I’ve had one boyfriend. One. That lasted six months and he cheated on me throughout the whole relationship (I found out one fateful night and broke it off).
Although guys might show interest there’s none who actually want to officially date me. I’m always the friend with benefits / casual hookup, and I’m not sure how I fell into this awful cycle with men.
It’s not that I set out for these set ups, I go into them thinking we will have a relationship only to be hit with the “oh we’re not dating” speech when I ask them to clarify what we are.
I’ve just broke out of an arrangement that has left me feeling shit and absolutely crap about myself, making me wonder if I’m just undatable. How is it possible that I can have this much bad dating luck?
When people say “try focusing on you for a while” I have to awkwardly admit I’ve spent 5 (almost six) years doing just that after my first relationship disaster which broke me and this was my attempt at putting myself out there and to try date. But they’ve all ended in me being hurt, even when I’ve tried to step back and be ‘casual’.
I honestly feel like giving up. I’d understand if I was too clingy, but if im being honest I’m actually quite laid back and chill when I date because I never try to get my hopes up. As soon as I begin to thaw and warm up that’s when they tend to admit that they never actually wanted anything more and they thought I didn’t either.
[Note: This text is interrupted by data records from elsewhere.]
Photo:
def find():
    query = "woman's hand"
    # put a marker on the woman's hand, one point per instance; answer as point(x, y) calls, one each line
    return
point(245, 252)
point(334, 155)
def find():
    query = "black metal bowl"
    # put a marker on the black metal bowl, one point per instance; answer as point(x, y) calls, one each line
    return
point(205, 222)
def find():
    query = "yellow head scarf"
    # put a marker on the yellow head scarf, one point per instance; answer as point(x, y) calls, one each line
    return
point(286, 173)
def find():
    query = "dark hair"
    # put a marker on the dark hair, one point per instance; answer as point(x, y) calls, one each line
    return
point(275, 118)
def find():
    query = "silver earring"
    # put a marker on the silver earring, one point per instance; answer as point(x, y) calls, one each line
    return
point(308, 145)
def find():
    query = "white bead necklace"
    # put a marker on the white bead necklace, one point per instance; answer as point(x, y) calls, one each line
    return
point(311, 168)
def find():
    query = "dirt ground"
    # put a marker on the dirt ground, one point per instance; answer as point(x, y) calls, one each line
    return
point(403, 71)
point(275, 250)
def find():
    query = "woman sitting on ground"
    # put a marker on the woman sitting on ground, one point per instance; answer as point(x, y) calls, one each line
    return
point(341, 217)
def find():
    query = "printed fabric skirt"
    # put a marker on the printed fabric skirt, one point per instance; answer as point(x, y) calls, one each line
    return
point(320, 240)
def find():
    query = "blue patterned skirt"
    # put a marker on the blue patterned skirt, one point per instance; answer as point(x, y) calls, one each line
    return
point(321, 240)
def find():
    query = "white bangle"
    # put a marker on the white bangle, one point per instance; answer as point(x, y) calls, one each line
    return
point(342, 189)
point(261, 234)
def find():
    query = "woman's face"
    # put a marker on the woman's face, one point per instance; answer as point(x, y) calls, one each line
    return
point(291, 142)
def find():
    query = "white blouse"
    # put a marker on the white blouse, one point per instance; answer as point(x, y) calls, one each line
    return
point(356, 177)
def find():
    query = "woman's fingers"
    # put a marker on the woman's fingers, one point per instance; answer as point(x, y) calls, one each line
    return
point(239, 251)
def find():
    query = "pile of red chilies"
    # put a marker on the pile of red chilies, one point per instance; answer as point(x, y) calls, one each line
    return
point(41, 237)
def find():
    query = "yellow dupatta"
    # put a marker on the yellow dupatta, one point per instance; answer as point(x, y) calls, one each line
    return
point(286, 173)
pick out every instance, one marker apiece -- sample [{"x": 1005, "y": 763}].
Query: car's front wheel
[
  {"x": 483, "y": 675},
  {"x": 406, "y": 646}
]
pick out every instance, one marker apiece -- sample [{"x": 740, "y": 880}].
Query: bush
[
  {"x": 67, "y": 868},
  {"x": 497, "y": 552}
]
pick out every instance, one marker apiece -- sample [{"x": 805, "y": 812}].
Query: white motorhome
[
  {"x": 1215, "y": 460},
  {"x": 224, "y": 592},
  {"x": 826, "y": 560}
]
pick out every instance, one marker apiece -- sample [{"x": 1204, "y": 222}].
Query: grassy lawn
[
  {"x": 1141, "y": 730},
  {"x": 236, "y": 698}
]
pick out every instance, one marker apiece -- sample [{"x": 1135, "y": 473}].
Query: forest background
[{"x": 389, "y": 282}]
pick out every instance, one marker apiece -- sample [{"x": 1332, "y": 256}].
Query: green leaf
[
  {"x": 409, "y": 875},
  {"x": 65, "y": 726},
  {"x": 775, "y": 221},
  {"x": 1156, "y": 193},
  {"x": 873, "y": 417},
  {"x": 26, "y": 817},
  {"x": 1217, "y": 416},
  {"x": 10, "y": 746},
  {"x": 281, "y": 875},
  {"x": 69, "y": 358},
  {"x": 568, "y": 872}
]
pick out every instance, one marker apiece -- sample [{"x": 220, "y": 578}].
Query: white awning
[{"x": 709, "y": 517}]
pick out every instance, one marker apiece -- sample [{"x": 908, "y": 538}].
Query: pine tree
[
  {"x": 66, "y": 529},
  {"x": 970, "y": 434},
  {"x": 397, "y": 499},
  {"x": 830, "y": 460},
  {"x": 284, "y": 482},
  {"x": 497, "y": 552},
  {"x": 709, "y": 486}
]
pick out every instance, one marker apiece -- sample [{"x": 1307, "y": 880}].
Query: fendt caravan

I actually gave it a shot at casual dating (basically a hookup scenario when I was feeling pretty low and really didn’t feel like trying for another relationship and truly thought I didn’t want it) and ultimately ended up shooting myself in the foot by falling for him.
I’m just not a clingy person natural so I’ll never be the girl who texts constantly, tags in stuff or needs constant attention because I’ve spent so long alone I’m comfortable being by myself.
Sorry, I just needed a place to have a bit of a moan and a whine!